By Ouellette, James R; Harboe-Schmidt, Jens Erik; Luthringer, Daniel; Brackert, Sandra; Silberman, Allan W
Metastatic lesions to the testicle are uncommon. The authors report a testicular mass as the initial manifestation of distant metastasis from colorectal cancer. This case describes a 51-year- old white man who presented with an enlarged right testicle 9 months after undergoing a right hemicolectomy for a stage IIIC colon adenocarcinoma. The diagnostic and management strategy is discussed. In addition, the literature is reviewed to characterize this uncommon entity further. Although rare, testicular metastasis must be considered in patients with previously resected colorectal carcinoma.
METASTASIS TO THE testicle from nonlymphomatous cancer usually occurs in conjunction with diffuse metastatic disease.1-5 The most common primary is prostatic carcinoma.1,2 The prevalence of testicular metastasis from colon cancer has been reported to approximate 8 per cent of all testicular metastatic lesions.1,6 All testicular masses require evaluation and usually represent primary disease. However, metastatic testicular lesions may become more commonly diagnosed with advancing technology and imaging capabilities.

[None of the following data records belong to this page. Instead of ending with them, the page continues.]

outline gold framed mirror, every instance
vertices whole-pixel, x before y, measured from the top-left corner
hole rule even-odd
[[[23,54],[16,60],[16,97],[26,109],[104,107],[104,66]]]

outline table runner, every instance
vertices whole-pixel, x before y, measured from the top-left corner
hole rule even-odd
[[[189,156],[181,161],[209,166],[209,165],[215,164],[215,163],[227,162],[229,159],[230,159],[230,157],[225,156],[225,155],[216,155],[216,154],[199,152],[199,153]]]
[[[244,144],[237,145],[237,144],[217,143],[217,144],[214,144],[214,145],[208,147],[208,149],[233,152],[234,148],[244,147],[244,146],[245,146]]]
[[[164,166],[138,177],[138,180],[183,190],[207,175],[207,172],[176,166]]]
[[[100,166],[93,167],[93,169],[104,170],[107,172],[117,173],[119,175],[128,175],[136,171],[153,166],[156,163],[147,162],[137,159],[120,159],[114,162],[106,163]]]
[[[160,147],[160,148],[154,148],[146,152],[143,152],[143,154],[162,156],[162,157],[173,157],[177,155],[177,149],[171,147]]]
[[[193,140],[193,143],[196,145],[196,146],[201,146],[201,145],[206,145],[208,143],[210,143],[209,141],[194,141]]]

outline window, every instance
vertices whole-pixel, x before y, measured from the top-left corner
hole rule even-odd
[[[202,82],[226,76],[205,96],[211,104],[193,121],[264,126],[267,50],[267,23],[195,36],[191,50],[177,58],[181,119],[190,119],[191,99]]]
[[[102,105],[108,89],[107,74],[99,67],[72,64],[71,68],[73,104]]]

A 51-year-old white man initially presented to the emergency room with marked swelling of his left lower extremity. A duplex scan revealed deep venous thrombosis involving his entire left lower extremity. Tests for pulmonary embolus were negative. Further workup revealed anemia with an elevated carcinoembryonic antigen (CEA) level of 202 ng/ml. A computerized axial tomographic scan showed a lesion in the ascending colon. In preparation for both colonoscopy and operation, the patient had placement of an inferior vena cava filter followed by open right hemicolectomy. The pathology revealed a 7-cm mucinous adenocarcinoma with 31 of 36 positive nodes (T4N2MO; stage IIIC). Postoperatively, the patient received FOLFOX (5fluorouracil, oxaliplatin, leucovorin) chemotherapy in addition to bevacizumab (Avastin). The initial pathology also confirmed loss of immunoreactivity of the DNA mismatch repair gene hMLH-1, but not hMSH-2 or hMSH-6, suggesting microsatellite instability and a familial cause of the cancer.7, 8 Of note is that both parents and a sister had colon cancer at a young age (
The patient’s CEA level returned to normal after the operation and chemotherapy. After completion of chemotherapy, the patient was followed with physical examinations, serial CEA levels, and imaging studies. Three months after the completion of chemotherapy, the patient’s CEA level rose to 17 ng/mL. A positron emission tomographic (PET)/CT scan at that time showed increased fluorodeoxyglucose uptake in a 6-mm lymph node in the right iliac chain. On physical examination, the patient had an enlarged, tender right testicle that had developed during the prior 2 months. The PET scan confirmed increased fluorodeoxyglucose uptake with the corresponding testicular mass on CT (Fig. 1). The patient’s CEA level continued to rise to 75 ng/mL with no other evidence of metastatic disease. Alphafetoprotein and human chorionic gonadotropin measurements were normal.
The patient was taken to surgery and a radical right orchiectomy with right iliac lymph node dissection was done through an extended right inguinal approach. Pathologic examination confirmed adenocarcinoma consistent with the colon primary in both the testicle and a single iliac lymph node (Figs. 2 and 3).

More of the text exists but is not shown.